Bernard Jacobson
London
This show was both an update and sketchy survey of Pierre Soulages’s “Outre Noir” (Beyond Black) series, whose theme the French abstractionist has been exploring for more than 30 years. After decades of experimentation, he can now transform black acrylic into gunmetal graphite, earthy brown, or sickly gray. He’s a master at exploring the esthetic possibilities of darkness, using contrasting ridges of matte and gloss paint. Yet rather than being somber or lugubrious, his work in this show was very much about light and the unique way that black paint captures and reflects it.
The first room consisted of paintings made since 2008, most of it from this year, suggesting that Soulages at 90 has plenty left to say. Peinture 130 x 102 cm, 10 Janvier, 2010 exemplifies the richly tactile, almost sculptural quality of his recent work. The repetition of line and pattern can suggest an industrial process while the surface has the carved, artisanal look of a woodcut.
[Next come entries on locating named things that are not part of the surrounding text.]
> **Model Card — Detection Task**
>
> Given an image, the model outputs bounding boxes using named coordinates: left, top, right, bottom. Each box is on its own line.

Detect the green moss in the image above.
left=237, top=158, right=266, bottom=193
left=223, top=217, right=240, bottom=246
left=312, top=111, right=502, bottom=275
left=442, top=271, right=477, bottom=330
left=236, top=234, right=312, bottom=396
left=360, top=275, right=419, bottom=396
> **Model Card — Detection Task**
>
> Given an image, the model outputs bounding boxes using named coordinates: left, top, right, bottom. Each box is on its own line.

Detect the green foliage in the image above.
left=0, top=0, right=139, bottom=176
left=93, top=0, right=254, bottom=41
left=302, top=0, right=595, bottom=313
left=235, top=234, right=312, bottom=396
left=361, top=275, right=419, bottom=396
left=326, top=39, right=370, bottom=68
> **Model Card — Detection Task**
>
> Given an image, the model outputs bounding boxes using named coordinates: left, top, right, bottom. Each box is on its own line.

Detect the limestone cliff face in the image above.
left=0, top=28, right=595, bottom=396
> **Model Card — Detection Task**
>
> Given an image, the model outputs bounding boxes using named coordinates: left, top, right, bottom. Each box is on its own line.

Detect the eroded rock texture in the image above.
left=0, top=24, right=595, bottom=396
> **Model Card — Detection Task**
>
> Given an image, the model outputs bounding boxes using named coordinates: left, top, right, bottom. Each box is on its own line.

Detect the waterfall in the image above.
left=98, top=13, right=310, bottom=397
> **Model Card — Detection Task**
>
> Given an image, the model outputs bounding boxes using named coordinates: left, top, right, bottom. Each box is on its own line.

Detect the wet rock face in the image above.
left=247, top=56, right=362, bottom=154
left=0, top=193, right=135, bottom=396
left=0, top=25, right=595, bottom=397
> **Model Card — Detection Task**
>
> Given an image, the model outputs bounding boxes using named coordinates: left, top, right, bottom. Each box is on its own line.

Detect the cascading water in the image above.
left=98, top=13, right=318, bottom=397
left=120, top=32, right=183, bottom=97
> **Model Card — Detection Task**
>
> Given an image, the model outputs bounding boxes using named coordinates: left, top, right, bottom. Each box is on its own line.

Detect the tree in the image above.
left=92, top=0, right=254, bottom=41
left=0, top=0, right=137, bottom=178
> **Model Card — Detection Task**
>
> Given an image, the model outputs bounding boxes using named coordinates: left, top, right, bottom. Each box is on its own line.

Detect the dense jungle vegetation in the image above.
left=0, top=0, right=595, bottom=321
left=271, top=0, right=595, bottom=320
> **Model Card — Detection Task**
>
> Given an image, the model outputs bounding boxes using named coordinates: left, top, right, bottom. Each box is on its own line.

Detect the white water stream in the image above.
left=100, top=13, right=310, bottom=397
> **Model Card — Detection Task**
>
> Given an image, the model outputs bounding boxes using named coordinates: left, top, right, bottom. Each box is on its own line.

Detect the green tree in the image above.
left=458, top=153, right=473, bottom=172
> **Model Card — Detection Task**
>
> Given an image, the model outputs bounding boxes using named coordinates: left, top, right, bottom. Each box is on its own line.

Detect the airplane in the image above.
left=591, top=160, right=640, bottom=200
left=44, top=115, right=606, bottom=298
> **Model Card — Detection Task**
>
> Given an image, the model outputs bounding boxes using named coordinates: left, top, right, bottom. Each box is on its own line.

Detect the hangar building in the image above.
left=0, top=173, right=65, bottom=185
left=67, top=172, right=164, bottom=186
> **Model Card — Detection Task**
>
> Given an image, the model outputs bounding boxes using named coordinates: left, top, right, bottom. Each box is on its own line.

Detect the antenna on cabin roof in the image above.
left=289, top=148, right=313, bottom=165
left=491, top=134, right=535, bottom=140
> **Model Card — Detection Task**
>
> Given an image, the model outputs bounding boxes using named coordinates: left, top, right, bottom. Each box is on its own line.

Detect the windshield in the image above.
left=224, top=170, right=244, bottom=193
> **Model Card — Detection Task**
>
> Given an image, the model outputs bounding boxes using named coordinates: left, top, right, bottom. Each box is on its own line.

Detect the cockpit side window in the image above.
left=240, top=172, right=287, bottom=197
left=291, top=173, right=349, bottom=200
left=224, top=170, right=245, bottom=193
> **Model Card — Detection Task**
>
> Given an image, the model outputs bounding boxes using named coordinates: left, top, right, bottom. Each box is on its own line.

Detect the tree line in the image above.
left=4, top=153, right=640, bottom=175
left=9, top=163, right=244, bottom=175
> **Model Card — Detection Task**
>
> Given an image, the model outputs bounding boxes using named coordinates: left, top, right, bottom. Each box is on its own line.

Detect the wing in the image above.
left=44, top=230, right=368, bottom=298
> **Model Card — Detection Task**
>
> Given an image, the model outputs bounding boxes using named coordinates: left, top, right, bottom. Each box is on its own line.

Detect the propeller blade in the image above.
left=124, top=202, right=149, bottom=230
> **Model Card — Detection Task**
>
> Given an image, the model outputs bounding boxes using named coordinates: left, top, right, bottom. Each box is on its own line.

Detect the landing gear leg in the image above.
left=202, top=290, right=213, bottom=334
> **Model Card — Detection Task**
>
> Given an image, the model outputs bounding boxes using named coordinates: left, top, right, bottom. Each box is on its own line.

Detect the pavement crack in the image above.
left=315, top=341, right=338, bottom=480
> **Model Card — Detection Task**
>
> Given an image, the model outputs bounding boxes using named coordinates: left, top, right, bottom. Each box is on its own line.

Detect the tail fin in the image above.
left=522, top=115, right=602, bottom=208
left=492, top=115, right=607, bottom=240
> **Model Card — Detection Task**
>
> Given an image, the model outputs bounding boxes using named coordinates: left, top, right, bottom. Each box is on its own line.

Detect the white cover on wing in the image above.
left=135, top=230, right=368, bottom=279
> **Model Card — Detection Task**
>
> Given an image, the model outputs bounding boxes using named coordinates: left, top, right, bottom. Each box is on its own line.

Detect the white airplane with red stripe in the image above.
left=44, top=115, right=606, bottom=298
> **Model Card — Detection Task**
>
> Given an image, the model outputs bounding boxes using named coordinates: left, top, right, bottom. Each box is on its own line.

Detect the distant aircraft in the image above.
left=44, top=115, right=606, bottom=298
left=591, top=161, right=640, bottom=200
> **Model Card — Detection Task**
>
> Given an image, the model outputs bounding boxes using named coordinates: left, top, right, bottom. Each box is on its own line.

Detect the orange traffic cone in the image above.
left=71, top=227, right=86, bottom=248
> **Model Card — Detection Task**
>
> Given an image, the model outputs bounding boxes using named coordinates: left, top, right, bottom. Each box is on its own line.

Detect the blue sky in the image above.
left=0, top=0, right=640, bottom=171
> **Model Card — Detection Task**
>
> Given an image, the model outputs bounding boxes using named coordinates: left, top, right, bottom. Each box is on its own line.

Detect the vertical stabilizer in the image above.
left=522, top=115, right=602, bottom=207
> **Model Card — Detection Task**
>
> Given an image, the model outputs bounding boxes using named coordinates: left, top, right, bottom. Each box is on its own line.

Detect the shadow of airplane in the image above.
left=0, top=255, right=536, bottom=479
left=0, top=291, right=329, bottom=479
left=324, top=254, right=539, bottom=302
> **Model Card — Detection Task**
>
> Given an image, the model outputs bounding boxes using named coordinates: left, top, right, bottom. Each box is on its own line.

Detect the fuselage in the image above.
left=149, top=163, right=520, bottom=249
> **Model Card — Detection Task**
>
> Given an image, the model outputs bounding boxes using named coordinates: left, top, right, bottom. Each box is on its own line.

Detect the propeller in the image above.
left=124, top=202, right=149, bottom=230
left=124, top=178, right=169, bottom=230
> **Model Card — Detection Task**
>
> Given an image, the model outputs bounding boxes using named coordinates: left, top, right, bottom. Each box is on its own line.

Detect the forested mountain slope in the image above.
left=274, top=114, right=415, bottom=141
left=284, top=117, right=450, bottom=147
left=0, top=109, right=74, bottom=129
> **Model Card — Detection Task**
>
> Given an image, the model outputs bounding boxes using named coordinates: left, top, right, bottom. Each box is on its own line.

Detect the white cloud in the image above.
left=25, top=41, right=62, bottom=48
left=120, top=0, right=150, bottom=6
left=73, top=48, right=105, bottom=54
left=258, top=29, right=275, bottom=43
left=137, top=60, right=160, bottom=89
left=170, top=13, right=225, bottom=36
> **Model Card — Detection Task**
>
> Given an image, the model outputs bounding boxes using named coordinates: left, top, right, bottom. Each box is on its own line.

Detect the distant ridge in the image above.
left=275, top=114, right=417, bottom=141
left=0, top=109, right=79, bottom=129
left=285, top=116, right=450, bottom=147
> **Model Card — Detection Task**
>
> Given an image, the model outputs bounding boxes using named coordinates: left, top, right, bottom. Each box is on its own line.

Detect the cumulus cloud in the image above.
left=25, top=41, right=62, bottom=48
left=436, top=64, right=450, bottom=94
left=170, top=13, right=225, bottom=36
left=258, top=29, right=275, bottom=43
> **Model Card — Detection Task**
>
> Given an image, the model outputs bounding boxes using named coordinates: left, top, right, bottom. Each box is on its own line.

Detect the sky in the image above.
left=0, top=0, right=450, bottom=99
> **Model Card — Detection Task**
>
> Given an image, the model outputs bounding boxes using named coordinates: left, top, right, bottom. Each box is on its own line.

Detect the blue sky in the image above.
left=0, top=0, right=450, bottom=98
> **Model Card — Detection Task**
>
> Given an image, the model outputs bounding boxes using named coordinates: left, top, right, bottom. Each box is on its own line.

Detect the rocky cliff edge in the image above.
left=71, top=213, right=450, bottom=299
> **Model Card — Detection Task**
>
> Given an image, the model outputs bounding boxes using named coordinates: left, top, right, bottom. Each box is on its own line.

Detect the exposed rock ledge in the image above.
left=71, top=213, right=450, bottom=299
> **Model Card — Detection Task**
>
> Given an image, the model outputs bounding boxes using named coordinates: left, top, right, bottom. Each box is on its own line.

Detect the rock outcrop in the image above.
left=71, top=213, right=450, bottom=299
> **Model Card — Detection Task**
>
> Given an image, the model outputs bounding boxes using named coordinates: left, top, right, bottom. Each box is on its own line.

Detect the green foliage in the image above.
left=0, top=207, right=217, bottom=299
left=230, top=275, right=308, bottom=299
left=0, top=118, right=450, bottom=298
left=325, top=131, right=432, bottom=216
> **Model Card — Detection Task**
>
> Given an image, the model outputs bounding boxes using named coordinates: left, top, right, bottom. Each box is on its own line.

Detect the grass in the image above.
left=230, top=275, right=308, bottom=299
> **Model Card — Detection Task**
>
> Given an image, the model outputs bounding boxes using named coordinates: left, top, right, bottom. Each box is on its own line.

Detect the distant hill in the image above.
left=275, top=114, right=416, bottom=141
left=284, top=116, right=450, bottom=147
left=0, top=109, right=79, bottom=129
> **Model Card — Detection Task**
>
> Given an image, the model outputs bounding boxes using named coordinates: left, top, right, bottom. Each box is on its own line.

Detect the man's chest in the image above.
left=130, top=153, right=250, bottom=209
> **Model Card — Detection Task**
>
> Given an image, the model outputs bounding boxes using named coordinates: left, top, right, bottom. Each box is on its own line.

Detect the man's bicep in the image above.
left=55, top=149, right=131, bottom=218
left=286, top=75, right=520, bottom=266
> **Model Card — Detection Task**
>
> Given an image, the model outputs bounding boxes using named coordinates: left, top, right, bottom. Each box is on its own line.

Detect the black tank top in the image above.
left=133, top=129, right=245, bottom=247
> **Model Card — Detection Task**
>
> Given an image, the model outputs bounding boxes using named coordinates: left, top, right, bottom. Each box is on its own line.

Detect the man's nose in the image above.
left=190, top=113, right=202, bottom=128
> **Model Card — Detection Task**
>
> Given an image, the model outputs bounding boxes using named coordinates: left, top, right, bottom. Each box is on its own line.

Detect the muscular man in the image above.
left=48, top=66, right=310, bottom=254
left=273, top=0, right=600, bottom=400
A second room featured paintings dating as far back as 1998, and these took a bleaker, harder-edged tone. In works on paper like Walnut stain 76 x 54 cm, 2004B- , the black and brown bands of color bleed into one another, suggesting a receding horizon and conveying an emotional starkness that one associates with Anselm Kiefer. Soulages has worked with walnut stain since the ’40s, and yet the works remain inventive.
But what this sampling of his painting showed most eloquently was how Soulages, since the postwar heyday of abstraction, has evolved in accord with his own interests, rather than the fashions of the times, into a less gestural, more controlled, and more introspective painter.